LAWTON, Okla._If you have bought any meat in the past few weeks, you may noticed the price has steadily increased.
The drought that has hit Oklahoma has caused cattle numbers to plummet, which has caused those prices to increase. But that could be just the start of a ripple effect of rising prices throughout the grocery store.
Eddy Young, the manager at Save-A-Lot, says beef prices are seeing the largest increase as of now.
"On most stuff I'd say it's close to $0.80 to $1.00 a pound higher," said Young.
But a cattle shortage isn't the only thing that will be affecting your wallet.
"In 8 and 10 months from now, the pork is going to be extremely high from where they had to put down about 2.5 million little piglets from some of the feed places not to long ago," explained Young.
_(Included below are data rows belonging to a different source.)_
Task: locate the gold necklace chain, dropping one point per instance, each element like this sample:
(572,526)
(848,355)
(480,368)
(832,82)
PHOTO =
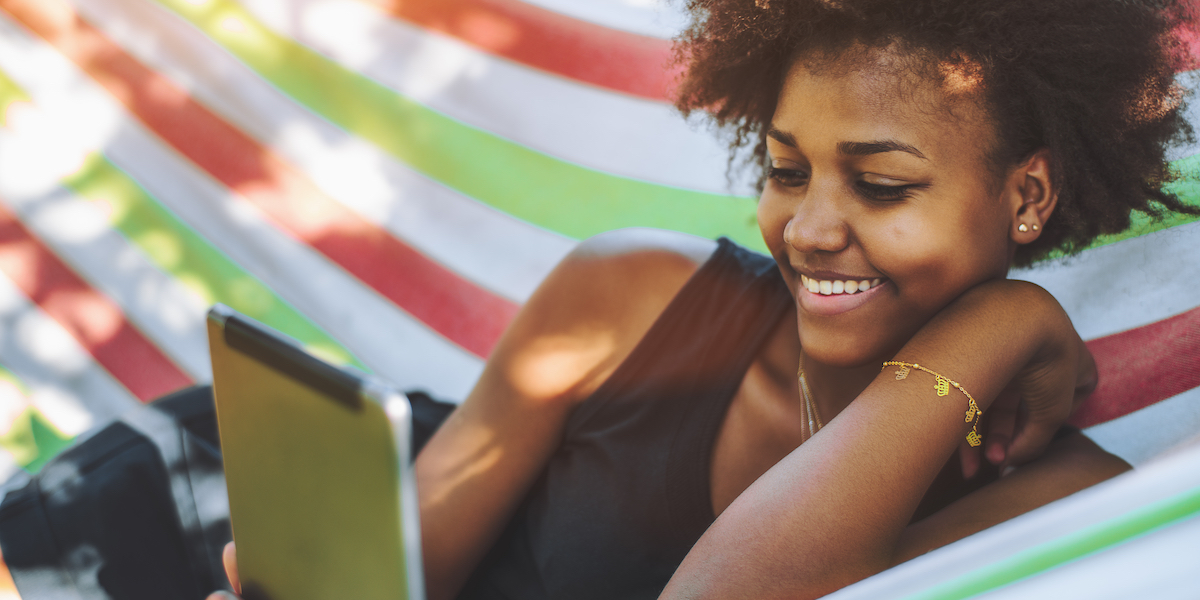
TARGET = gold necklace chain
(809,407)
Pork prices are estimated to rise between 20% and 25%, similar to the increase in beef. If you are looking to save some money but you don't want to sacrifice buying meat, buy in bulk, $3.49 a pound compared to $3.29 a pound. If you don't want to have to worry about those fluctuating prices of beef and pork buy chicken. Beef has gone up almost a dollar whereas chicken has only gone up a few cents.
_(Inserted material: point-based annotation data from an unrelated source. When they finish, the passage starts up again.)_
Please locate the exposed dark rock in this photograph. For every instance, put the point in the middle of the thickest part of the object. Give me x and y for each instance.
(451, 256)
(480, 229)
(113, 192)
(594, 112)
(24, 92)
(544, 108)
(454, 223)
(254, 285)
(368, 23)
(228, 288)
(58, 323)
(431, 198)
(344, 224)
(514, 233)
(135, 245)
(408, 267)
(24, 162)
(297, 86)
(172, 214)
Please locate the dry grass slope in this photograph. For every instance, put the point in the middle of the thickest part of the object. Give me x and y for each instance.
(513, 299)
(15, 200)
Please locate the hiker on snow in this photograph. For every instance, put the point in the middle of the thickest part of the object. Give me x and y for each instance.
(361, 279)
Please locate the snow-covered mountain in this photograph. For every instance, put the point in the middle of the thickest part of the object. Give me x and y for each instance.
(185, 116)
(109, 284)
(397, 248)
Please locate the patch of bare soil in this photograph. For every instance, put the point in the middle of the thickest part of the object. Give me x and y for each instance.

"Chicken has been pretty stable. You can get some pretty good deals on the frozen chicken, even the fresh chicken. We haven't seen it spike, but hopefully it won't," said Young.
Beef and pork prices don't affect just the fresh meat but lunch meat as well. Young also says prices in produce go up and down and are a little more sporadic depending on the area they come from and the seasons.
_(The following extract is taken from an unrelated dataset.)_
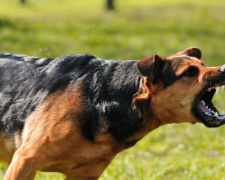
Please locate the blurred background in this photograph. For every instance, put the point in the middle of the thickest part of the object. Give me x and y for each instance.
(130, 29)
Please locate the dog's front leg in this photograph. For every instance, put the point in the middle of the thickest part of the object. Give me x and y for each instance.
(22, 166)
"If strawberries are coming from California, or bell peppers are coming from Florida, and that time of the year and you have a freeze and you lose that crop and they are going to have to go to other places like Central America or Mexico, and it can be more expensive," said Young.
Young went on to say that in order to help the customer and to help them keep products moving many times with a price jump they will keep the mark up low.